From Peak to Peek


Though not within the purview of this particular study of water conflicts in Mexico, Long’s Peak rises in my backyard as a reminder of the juxtaposition of Nature’s majesty and the barren wasteland that lies at the end of her convoluted resource chain.

It is from this peak that the headwaters of the Colorado River flow, winding their way through Colorado, Utah, Nevada, Arizona and California, before crossing the cartographer’s line into Mexico.

En route, the Colorado is diverted, reverted, pumped, dumped, silted, salted and dammed, until it sludges onto formerly productive agricultural lands south of the border: “The Colorado, a river whose importance is absurdly disproportionate to its size, has the worst problem with salt of any American river.” [Marc Reisner in Cadillac Desert at 460.]

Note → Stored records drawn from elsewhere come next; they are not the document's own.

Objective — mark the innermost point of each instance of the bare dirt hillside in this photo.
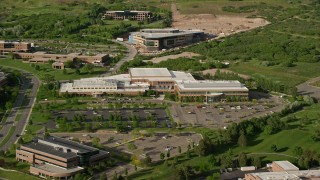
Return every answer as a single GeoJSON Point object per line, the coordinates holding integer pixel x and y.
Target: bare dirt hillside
{"type": "Point", "coordinates": [221, 25]}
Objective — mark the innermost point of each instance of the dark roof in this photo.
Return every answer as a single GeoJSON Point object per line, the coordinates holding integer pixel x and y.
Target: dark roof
{"type": "Point", "coordinates": [70, 144]}
{"type": "Point", "coordinates": [50, 150]}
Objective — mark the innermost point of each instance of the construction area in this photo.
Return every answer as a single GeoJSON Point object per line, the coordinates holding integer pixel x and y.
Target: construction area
{"type": "Point", "coordinates": [220, 25]}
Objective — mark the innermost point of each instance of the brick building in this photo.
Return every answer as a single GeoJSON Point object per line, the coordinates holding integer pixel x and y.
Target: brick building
{"type": "Point", "coordinates": [130, 15]}
{"type": "Point", "coordinates": [9, 46]}
{"type": "Point", "coordinates": [55, 157]}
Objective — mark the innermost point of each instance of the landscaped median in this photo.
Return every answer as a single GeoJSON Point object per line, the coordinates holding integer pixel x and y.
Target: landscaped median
{"type": "Point", "coordinates": [10, 133]}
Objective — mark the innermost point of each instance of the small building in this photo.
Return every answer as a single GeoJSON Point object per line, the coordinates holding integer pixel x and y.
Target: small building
{"type": "Point", "coordinates": [57, 65]}
{"type": "Point", "coordinates": [150, 40]}
{"type": "Point", "coordinates": [128, 15]}
{"type": "Point", "coordinates": [279, 166]}
{"type": "Point", "coordinates": [14, 46]}
{"type": "Point", "coordinates": [3, 79]}
{"type": "Point", "coordinates": [43, 57]}
{"type": "Point", "coordinates": [54, 157]}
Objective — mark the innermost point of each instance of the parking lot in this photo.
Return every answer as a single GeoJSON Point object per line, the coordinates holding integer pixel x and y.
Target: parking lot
{"type": "Point", "coordinates": [151, 145]}
{"type": "Point", "coordinates": [219, 115]}
{"type": "Point", "coordinates": [157, 115]}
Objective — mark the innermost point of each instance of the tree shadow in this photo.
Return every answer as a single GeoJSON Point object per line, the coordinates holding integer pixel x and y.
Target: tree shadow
{"type": "Point", "coordinates": [282, 149]}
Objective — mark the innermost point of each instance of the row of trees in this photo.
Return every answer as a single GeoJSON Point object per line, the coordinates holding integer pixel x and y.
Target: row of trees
{"type": "Point", "coordinates": [9, 91]}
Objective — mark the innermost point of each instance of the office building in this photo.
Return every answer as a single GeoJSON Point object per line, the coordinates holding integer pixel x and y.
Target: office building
{"type": "Point", "coordinates": [129, 15]}
{"type": "Point", "coordinates": [285, 175]}
{"type": "Point", "coordinates": [149, 40]}
{"type": "Point", "coordinates": [140, 80]}
{"type": "Point", "coordinates": [13, 46]}
{"type": "Point", "coordinates": [284, 170]}
{"type": "Point", "coordinates": [43, 57]}
{"type": "Point", "coordinates": [54, 157]}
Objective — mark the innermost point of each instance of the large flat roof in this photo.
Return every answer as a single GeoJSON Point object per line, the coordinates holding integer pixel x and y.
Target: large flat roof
{"type": "Point", "coordinates": [292, 175]}
{"type": "Point", "coordinates": [69, 144]}
{"type": "Point", "coordinates": [210, 85]}
{"type": "Point", "coordinates": [50, 150]}
{"type": "Point", "coordinates": [58, 170]}
{"type": "Point", "coordinates": [149, 72]}
{"type": "Point", "coordinates": [165, 35]}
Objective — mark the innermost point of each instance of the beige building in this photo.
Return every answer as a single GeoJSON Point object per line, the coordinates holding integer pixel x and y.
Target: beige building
{"type": "Point", "coordinates": [43, 57]}
{"type": "Point", "coordinates": [8, 46]}
{"type": "Point", "coordinates": [284, 170]}
{"type": "Point", "coordinates": [130, 15]}
{"type": "Point", "coordinates": [55, 157]}
{"type": "Point", "coordinates": [57, 65]}
{"type": "Point", "coordinates": [140, 80]}
{"type": "Point", "coordinates": [158, 39]}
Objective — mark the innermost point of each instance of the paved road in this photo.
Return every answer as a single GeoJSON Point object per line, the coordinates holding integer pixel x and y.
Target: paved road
{"type": "Point", "coordinates": [27, 80]}
{"type": "Point", "coordinates": [306, 89]}
{"type": "Point", "coordinates": [132, 52]}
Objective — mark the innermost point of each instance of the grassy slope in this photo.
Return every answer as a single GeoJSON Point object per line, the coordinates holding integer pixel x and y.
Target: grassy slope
{"type": "Point", "coordinates": [46, 69]}
{"type": "Point", "coordinates": [298, 135]}
{"type": "Point", "coordinates": [210, 7]}
{"type": "Point", "coordinates": [292, 75]}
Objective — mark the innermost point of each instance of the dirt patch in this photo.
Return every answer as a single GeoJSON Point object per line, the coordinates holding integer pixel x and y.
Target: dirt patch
{"type": "Point", "coordinates": [212, 72]}
{"type": "Point", "coordinates": [175, 56]}
{"type": "Point", "coordinates": [220, 25]}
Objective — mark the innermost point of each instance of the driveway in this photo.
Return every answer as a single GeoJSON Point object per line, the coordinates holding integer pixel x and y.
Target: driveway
{"type": "Point", "coordinates": [132, 52]}
{"type": "Point", "coordinates": [27, 80]}
{"type": "Point", "coordinates": [306, 89]}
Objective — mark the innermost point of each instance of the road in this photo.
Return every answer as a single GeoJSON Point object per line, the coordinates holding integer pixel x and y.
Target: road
{"type": "Point", "coordinates": [27, 79]}
{"type": "Point", "coordinates": [132, 52]}
{"type": "Point", "coordinates": [307, 89]}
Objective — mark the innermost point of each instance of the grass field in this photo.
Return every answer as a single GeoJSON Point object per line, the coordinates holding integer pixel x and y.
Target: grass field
{"type": "Point", "coordinates": [297, 135]}
{"type": "Point", "coordinates": [291, 75]}
{"type": "Point", "coordinates": [46, 69]}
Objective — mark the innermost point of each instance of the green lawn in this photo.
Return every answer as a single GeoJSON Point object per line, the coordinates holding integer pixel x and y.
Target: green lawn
{"type": "Point", "coordinates": [16, 175]}
{"type": "Point", "coordinates": [291, 75]}
{"type": "Point", "coordinates": [46, 69]}
{"type": "Point", "coordinates": [286, 140]}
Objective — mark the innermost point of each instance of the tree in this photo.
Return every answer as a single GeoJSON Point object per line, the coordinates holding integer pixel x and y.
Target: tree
{"type": "Point", "coordinates": [188, 154]}
{"type": "Point", "coordinates": [274, 148]}
{"type": "Point", "coordinates": [257, 162]}
{"type": "Point", "coordinates": [162, 156]}
{"type": "Point", "coordinates": [77, 71]}
{"type": "Point", "coordinates": [242, 140]}
{"type": "Point", "coordinates": [176, 159]}
{"type": "Point", "coordinates": [183, 173]}
{"type": "Point", "coordinates": [89, 68]}
{"type": "Point", "coordinates": [204, 147]}
{"type": "Point", "coordinates": [96, 141]}
{"type": "Point", "coordinates": [103, 176]}
{"type": "Point", "coordinates": [242, 159]}
{"type": "Point", "coordinates": [88, 127]}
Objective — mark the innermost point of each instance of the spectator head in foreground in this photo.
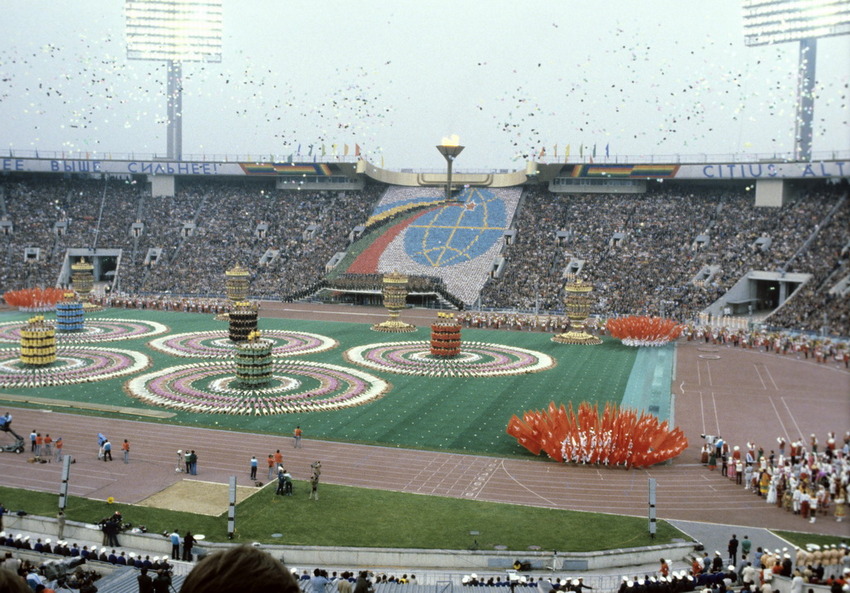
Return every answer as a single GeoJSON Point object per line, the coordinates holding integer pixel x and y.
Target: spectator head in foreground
{"type": "Point", "coordinates": [11, 582]}
{"type": "Point", "coordinates": [243, 569]}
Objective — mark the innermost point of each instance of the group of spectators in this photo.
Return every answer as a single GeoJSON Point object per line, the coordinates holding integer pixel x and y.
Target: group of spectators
{"type": "Point", "coordinates": [643, 253]}
{"type": "Point", "coordinates": [810, 481]}
{"type": "Point", "coordinates": [805, 346]}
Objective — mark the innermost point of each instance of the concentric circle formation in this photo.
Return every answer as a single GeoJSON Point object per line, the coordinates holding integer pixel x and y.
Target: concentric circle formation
{"type": "Point", "coordinates": [74, 364]}
{"type": "Point", "coordinates": [477, 359]}
{"type": "Point", "coordinates": [296, 386]}
{"type": "Point", "coordinates": [217, 344]}
{"type": "Point", "coordinates": [95, 330]}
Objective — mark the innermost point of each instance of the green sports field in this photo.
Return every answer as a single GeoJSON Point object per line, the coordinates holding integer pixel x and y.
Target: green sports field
{"type": "Point", "coordinates": [441, 413]}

Treaties and litigation appear to have had little long-term mitigating impact on a burgeoning resource allocation and preservation issue that pits power brokers against politicians, farmers against taxpayers, and peoples of states and countries against one another.

The views at either end of the Colorado River’s tortuous journey through time, furrows and canyons, could not be more diverse .   It will be interesting to see whether the conflicts that are carried downstream along this river and its tributaries bear any resemblance to those that we will encounter as we launch upon our own travels through time and space.